Seit dem Wochenende staunen Wanderer über den Koloss auf dem Löbauer Berg. Was hat es damit auf sich?

Mit 6,10 Metern steht die Bank jetzt am Löbauer Berg, gebaut und gesponsert von der Männerriege des Löbauer Turn- und Sportvereins. Wolfgang Winkler, Steffen Kaiser und Steffen Tannert (von links) gehören dazu.
Mit 6,10 Metern steht die Bank jetzt am Löbauer Berg, gebaut und gesponsert von der Männerriege des Löbauer Turn- und Sportvereins. Wolfgang Winkler, Steffen Kaiser und Steffen Tannert (von links) gehören dazu. © Matthias Weber/photoweber.de

Wer von der Plattenbausiedlung Löbau-Ost in Richtung Löbauer Berg blickt, entdeckt sie: Da steht plötzlich eine Bank. Aber nicht irgendeine simple Ruhemöglichkeit ist das. Die Bank hat XXL-Maße – größer als jede andere Sitzgelegenheit in der Stadt. Selbst aus der Ferne ist sie unübersehbar. Vielleicht sogar die längste Bank in der Oberlausitz? Das zumindest vermutet Wolfgang Winkler. Er gehört zu den "Heinzelmännchen", die die rekordverdächtige Bank am Sonnabend aufgebaut haben. Innerhalb von fünfeinhalb Stunden war die Bank errichtet. Alles mit Hilfe ehrenamtlicher Akteure, die anderen Menschen damit eine Freude machen möchten.
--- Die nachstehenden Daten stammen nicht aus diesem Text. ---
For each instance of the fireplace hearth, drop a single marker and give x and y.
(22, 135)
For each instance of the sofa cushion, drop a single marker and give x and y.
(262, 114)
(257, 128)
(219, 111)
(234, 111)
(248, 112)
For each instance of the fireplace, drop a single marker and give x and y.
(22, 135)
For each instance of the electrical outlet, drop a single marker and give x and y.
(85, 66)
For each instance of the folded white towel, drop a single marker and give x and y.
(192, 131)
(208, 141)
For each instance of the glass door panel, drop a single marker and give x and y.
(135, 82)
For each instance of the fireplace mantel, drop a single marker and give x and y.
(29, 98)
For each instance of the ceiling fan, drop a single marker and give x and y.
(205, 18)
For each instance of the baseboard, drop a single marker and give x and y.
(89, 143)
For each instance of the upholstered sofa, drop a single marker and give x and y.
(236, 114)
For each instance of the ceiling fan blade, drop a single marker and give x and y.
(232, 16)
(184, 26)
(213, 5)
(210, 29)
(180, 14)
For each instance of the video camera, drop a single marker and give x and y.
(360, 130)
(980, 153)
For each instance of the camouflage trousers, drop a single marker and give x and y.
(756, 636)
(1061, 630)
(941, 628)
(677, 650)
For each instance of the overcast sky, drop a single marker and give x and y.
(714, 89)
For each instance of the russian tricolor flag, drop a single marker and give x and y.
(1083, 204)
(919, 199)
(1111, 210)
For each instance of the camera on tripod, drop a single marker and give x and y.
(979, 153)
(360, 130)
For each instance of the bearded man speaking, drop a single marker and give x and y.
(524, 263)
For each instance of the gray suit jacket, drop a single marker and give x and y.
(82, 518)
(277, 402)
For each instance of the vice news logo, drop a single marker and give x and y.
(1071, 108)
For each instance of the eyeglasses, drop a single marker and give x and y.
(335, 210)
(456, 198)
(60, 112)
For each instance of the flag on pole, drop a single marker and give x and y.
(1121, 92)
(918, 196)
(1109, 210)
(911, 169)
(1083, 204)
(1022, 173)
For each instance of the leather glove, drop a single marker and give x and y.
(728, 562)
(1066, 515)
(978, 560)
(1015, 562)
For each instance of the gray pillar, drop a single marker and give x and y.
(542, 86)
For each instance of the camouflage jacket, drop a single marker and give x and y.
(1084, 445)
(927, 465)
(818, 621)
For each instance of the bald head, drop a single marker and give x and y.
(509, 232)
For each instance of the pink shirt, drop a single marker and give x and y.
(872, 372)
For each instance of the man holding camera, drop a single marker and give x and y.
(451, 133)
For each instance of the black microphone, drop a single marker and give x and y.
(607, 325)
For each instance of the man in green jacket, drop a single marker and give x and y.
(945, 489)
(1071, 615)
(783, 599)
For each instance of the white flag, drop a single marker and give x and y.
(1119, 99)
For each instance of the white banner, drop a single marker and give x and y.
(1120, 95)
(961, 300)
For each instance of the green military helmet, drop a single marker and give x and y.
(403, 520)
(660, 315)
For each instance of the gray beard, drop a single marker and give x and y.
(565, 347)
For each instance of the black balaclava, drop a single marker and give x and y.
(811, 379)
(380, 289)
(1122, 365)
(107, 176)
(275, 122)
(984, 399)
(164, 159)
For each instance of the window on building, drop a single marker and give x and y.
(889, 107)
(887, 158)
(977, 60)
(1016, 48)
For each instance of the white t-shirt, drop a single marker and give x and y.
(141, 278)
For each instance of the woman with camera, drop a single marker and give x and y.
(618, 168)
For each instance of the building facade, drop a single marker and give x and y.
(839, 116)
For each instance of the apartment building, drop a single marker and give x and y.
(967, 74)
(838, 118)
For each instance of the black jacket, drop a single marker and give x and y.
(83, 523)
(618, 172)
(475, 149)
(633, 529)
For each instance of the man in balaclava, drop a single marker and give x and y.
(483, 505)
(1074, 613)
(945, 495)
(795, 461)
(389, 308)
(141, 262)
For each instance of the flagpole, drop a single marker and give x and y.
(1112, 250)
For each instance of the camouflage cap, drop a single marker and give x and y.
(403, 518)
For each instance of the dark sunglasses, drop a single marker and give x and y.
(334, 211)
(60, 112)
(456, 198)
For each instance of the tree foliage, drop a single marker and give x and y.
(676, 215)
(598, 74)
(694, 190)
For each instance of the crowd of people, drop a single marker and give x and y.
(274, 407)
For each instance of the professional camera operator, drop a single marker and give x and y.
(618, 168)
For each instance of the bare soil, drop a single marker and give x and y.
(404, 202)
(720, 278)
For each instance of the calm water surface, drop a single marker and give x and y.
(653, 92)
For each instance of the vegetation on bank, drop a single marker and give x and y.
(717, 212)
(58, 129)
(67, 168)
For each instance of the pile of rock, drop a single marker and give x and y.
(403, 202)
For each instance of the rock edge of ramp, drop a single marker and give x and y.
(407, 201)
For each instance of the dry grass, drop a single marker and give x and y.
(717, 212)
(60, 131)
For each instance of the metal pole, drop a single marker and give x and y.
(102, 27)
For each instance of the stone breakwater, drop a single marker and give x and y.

Initiatoren und Bauherren der Riesenbank am Berg an der Skiwiese sind die Herren der Männerriege des Löbauer Turn- und Sportvereins. Die haben zusammen mit regionalen Firmen und Unterstützern am Wochenende gehämmert, gesägt und geschraubt. "Die Aufsteller machten im Vorfeld einen Corona-Test, das war uns als Verein wichtig", erzählt Wolfgang Winkler.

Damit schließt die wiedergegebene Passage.